For NRIs wanting India-specific equity exposure, there are two routes: India ETFs listed on international exchanges (accessible without PIS permission) and domestic Indian ETFs/index funds via NRE/NRO demat accounts.

  • International India ETFs: INDA (iShares MSCI India, US-listed — has US estate tax risk), INDY (iShares India 50, US-listed), NDIA (Lyxor MSCI India, UCITS). Note that UCITS India ETFs exist but are smaller and less liquid.
  • Domestic Indian index funds via NRE account: UTI Nifty 50 Index Fund, HDFC Index Fund Nifty 50, Nippon India Nifty 50 BeES ETF. 0.10–0.20% expense ratio. Direct plan (bought without distributor) is cheapest.
  • Nifty 50 ETF directly (NSE): NRIs with PIS permission and a demat account can buy Nifty 50 ETF (NIFTYBEES) directly on NSE. Very liquid, 0.04% TER, tracks Nifty 50 closely.
  • Recommendation for NRI India allocation: domestic Indian mutual funds or ETFs via NRE account are the most cost-effective. They're INR-denominated (no FX cost for INR-funded NRE accounts), low cost, and directly benefit from India's growth without FX conversion friction.

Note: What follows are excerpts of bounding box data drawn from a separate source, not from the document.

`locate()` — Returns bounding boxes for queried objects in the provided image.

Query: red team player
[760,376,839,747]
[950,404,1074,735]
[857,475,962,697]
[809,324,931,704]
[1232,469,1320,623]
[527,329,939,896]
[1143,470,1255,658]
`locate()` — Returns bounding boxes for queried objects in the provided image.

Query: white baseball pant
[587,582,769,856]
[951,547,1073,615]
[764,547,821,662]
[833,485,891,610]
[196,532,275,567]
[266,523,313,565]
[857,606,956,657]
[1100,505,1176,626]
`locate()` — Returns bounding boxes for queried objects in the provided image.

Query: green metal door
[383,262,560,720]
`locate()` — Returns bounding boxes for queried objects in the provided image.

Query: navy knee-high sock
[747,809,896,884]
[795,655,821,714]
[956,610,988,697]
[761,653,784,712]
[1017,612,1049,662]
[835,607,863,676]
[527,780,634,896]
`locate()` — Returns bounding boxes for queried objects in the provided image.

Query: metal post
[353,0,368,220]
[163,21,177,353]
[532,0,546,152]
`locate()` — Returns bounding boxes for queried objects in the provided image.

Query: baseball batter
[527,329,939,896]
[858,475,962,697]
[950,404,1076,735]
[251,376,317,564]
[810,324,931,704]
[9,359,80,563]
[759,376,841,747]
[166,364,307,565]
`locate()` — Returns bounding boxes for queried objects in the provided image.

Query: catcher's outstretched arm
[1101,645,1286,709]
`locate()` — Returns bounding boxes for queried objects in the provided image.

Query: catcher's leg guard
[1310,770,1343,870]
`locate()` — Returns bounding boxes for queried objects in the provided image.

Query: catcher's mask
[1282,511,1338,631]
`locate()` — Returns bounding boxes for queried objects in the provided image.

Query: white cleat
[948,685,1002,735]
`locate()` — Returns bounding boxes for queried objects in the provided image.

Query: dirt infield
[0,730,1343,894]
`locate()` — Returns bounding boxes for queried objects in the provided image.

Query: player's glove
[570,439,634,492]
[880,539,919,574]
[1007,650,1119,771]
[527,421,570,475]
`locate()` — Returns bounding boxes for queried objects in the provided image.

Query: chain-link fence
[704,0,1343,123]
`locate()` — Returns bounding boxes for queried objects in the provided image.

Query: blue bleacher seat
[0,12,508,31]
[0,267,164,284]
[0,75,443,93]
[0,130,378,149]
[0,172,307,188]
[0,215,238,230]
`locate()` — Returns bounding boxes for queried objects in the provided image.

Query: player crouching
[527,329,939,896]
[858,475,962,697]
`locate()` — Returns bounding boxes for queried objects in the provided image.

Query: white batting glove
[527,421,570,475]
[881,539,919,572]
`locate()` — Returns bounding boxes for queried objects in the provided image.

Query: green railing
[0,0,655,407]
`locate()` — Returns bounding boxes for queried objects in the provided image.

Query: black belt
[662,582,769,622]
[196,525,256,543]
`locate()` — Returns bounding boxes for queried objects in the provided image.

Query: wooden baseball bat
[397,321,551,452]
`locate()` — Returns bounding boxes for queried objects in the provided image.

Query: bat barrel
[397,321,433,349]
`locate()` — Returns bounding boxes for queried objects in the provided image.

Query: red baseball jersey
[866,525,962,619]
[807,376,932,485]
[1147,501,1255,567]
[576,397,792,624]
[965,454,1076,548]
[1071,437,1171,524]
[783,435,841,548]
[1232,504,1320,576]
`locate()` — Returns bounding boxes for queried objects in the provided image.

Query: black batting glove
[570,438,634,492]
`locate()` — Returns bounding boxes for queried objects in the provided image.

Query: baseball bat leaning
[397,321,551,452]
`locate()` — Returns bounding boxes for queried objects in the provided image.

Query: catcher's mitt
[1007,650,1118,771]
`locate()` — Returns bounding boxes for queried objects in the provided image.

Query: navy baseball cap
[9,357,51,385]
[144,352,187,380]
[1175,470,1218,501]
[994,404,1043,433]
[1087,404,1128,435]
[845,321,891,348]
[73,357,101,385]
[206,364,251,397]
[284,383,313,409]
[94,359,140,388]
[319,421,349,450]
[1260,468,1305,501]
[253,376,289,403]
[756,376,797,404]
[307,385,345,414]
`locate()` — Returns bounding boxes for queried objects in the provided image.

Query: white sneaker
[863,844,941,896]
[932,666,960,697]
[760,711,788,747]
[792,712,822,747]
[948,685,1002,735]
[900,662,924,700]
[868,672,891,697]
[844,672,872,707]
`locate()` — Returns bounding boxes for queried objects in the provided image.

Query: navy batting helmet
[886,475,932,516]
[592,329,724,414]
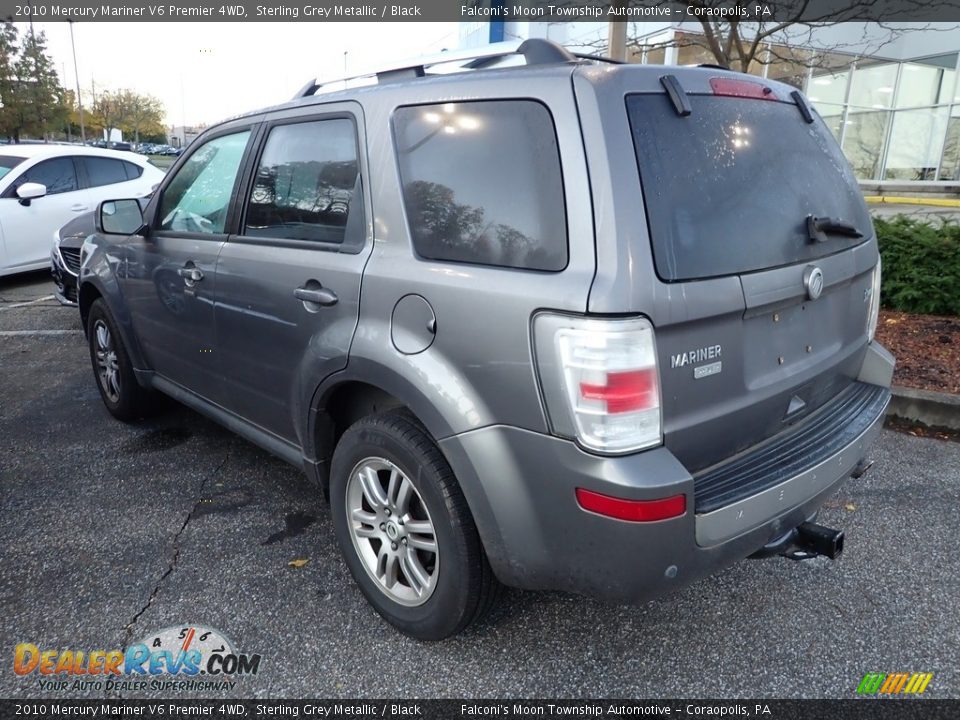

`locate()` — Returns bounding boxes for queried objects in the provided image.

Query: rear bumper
[440,344,892,602]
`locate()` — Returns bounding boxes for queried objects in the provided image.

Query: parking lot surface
[0,273,960,698]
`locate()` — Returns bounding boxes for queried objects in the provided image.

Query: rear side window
[16,157,78,195]
[245,118,363,245]
[83,157,127,187]
[394,100,567,271]
[627,94,871,281]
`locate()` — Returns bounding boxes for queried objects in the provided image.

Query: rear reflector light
[577,488,687,522]
[580,368,657,413]
[710,78,777,100]
[534,313,662,453]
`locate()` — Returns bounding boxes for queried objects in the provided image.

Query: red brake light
[710,78,777,100]
[580,368,657,413]
[577,488,687,522]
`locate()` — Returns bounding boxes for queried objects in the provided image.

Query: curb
[863,195,960,208]
[887,385,960,430]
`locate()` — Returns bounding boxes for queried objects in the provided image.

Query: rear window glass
[627,94,871,280]
[394,100,567,271]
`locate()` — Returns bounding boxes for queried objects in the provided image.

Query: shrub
[873,215,960,315]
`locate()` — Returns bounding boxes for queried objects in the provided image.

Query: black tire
[87,298,156,422]
[330,412,500,640]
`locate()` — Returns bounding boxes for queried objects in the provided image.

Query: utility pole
[67,18,87,144]
[607,0,627,61]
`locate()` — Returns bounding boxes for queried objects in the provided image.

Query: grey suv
[79,40,893,639]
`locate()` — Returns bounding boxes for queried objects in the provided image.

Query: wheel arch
[77,275,147,371]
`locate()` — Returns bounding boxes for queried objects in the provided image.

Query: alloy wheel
[346,457,440,606]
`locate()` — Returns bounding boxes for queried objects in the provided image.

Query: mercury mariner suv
[79,40,893,639]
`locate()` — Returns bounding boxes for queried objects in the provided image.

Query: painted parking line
[0,330,83,337]
[0,295,56,312]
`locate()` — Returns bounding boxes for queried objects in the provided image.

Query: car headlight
[867,257,882,342]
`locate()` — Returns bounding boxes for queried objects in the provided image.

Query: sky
[30,22,458,126]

Tax efficiency of ETFs vs other options for Indian investors

  • UCITS accumulating ETF: no annual tax event (no dividend distribution). Tax only on sale. LTCG at 20% with indexation (for non-equity assets) or 10% without (equity ETFs). Most efficient structure.
  • US-domiciled ETF: dividend distributions subject to 30% US withholding (or 25% under India-US DTAA with W-8BEN). Plus US estate tax risk above $60,000. Avoid.
  • Indian mutual funds: dividend distributions taxed at Indian slab rate (TDS at 10% at source). Growth option (accumulating) defers tax like UCITS accumulating ETF. For India-specific allocation, Indian growth mutual funds are tax-efficient.
  • Direct US stocks: dividends subject to 25% US withholding (DTAA rate) — partially creditable in India via DTAA. Capital gains taxable in India only (US doesn't tax non-US person capital gains). Acceptable if you want specific stock exposure.
  • Currency consideration: accumulating UCITS ETFs held in USD give INR/USD appreciation for free as INR depreciates historically 3–5%/year — this is a return component, not just a currency risk.